Conditions for when a line in $\mathbb{C}$ is tangent to a point on a circle

Question

I am working on the following problem from Chapter 1, Section 5 of Conway's "Functions of One Complex Variable":

Let $C$ be the circle {z:|z-c|=r}, r>0; let $a=c+r\text{ cis }\alpha$ and put $$ L_\beta=\left\lbrace z:\text{Im}\left(\frac{z-a}{b}\right)=0\right\rbrace $$ where $b=\text{cis }\beta$. Find necessary and sufficient conditions in terms of $\beta$ that $L_\beta$ be tangent to $C$ at $a$.

Here, Conway uses the notation $\text{cis }\alpha$ to denote $(\cos\alpha+i\sin\alpha)$; also, he shows in the section mentioned that $L_\beta$ is simply the line in $\mathbb{C}$ containing $a$ in the direction of $b$.

I've been able to convince myself in pictures that the necessary and sufficient condition is that $\beta=\alpha\pm \pi/2$. One direction is:

Define $$ L_\alpha=\left\lbrace z:\text{Im}\left(\frac{z-c}{d}\right)=0\right\rbrace $$ where $d=\text{cis }\alpha$. Then $L_\alpha$ is the line containing $c$ in the direction of $a$. Assuming $\beta=\alpha\pm\pi/2$, define unit vectors $z_1=\text{cis }\alpha$ and $z_2=\text{cis }\beta$. If we were to add $a$ to each of these, then $z_1\in L_\alpha$ and $z_2\in L_\beta$. So, it suffices to show that $z_1$ and $z_2$ are perpendicular when considered as vectors in $\mathbb{R}^2$. Since $z_1=(\cos\alpha,\sin\alpha)$ and $z_2=(\cos\beta,\sin\beta)$, then $$z_1\cdot z_2=\cos\alpha\cos\beta+\sin\alpha\sin\beta=\cos\alpha-\beta=\cos(\pm \pi/2)=0.$$

My questions are:

1. Is this enough to show one direction, or would I have to show something more to show that $L_\beta$ is tangent to $C$ at $a$? Or maybe I've missed the mark completely?

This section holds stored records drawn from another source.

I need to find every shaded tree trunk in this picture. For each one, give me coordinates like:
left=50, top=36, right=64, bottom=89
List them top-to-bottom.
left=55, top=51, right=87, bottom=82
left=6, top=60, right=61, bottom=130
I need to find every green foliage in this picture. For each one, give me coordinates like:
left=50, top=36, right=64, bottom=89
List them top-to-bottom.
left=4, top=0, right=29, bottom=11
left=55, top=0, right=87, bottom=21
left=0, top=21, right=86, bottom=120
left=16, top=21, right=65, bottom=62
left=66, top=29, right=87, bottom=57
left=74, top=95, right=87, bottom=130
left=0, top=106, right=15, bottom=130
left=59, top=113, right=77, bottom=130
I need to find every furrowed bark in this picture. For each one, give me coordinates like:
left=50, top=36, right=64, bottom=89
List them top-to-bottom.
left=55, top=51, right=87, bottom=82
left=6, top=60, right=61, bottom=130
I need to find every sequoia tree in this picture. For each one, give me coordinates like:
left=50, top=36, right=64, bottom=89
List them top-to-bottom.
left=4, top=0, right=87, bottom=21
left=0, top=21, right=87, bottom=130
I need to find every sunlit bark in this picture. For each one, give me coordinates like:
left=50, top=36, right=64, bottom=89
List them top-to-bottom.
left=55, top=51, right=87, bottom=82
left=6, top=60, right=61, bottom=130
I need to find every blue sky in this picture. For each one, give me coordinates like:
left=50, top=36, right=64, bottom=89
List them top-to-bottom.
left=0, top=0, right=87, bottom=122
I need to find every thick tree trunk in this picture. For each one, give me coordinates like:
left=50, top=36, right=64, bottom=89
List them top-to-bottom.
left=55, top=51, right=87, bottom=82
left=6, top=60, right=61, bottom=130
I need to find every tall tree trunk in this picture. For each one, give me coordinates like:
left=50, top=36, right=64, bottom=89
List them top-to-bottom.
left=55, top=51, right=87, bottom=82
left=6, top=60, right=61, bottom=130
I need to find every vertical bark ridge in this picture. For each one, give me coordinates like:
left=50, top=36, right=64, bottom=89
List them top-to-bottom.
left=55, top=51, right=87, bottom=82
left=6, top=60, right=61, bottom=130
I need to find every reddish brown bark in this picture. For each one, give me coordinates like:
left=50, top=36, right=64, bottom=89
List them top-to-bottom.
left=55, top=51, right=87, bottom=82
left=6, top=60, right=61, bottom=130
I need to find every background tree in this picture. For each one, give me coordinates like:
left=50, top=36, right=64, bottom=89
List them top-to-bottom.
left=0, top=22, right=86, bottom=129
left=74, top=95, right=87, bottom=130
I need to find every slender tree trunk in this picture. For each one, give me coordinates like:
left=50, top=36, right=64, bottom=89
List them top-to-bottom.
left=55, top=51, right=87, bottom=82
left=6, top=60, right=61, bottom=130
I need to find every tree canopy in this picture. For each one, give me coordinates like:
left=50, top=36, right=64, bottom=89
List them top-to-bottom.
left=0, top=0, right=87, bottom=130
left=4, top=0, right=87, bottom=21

2. How would I begin the other direction? Should I use the definition of "tangent to $C$ at $a$" that says $L_\beta$ contains only the point $a$ in the circle $C$? Or something else?

Answer 1

Here is a "computational" proof.

This issue is translation-invariant and enlargment (i.e., homothety)-invariant; you may thus assume $c=0$ and $r=1$.

Therefore,

• you can parametrize the circle as the set of $z$ such that $z=e^{i \theta}.$

• the "equation" of the straight line becomes

$$\Im(\dfrac{z-e^{i \alpha}}{e^{i \beta}})=0 \ \iff \ \Im((z-e^{i \alpha})e^{-i \beta})=0.$$

A straight line is tangent to a circle if it has only one common point with it. Thus, it remains to see under which condition the following equation in $\theta$ has a unique solution:

$$\Im((e^{i \theta}-e^{i \alpha})e^{-i \beta})=0 \ \iff \ \Im(e^{i (\theta-\beta)}-e^{i (\alpha-\beta)})=0$$ $$ \ \iff \ \sin(\theta-\beta)-sin(\alpha-\beta)=0.$$

Two angles have the same sine if they are either equal or supplementary (modulo $2 \pi$).

We can therefore infer two cases, delivering two solutions in $\theta$:

$$\begin{cases}\theta-\beta&=&\alpha-\beta & \iff & \theta&=&\alpha \\ \theta-\beta&=&\pi - (\alpha-\beta) & \iff & \theta & = &\pi - \alpha + 2\beta.\end{cases}$$

The solution is thus unique if and only if the two previous solutions are equal:

$\alpha=\pi - \alpha + 2\beta \ $ modulo $ \ 2 \pi\ \iff \ 2 \alpha=2\beta+\pi \ $ mod. $2\pi \iff \exists k \in \mathbb{Z}$ s.t. $2 \alpha=2\beta+k2\pi$

Dividing by 2, we find condition : $ \alpha=\beta+k\pi \ \iff$

$$\alpha=\beta+\dfrac{\pi}{2} \ \text{modulo} \ \pi.$$